What am I really afraid of? Performing in front of others. When I practice, it doesn't seem so bad, especially when I practice in front of the same people over and over again. I get that feeling like this isn't so bad, and try to hang onto that, so when I do have to perform in front of others, I can relax and just enjoy the experience. I convince myself that I can do it. Then when it comes down to it, I get so freaking nervous and it drives me crazy. I don't think it will ever get better.
This happened last Friday night at the black belt class. We had to perform all of our forms. I was real nervous, but did not too bad. Until it came to stick. Then, I couldn't remember the first couple moves to get started. That's all it took, and then I got flustered and nothing worked. This feeling went into the next form which was spear. I sucked at that too.

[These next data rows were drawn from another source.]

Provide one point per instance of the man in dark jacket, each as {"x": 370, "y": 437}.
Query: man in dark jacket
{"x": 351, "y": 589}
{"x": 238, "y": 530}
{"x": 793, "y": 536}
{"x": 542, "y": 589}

What I find bothersome here, is that the very next day, as I drove to the kung fu school, I could do stick perfectly in my head. When I got to the school, I could actually do it with my stick. With help by sihing Lowery on a couple of brain farts with spear, I got through that entire form too. So what happened Friday night? I got nervous, and my brain forgot how to work. Even Sifu Rybak made a comment to me that she could see I got nervous and then flustered.
I guess what it all boils down to, is practice enough so that even when you are nervous, your muscle memory can pretty much perform on it's own. I have to admit that I hadn't touched stick or spear for probably a year or more, so how can I possibly expect to perform any better than I did.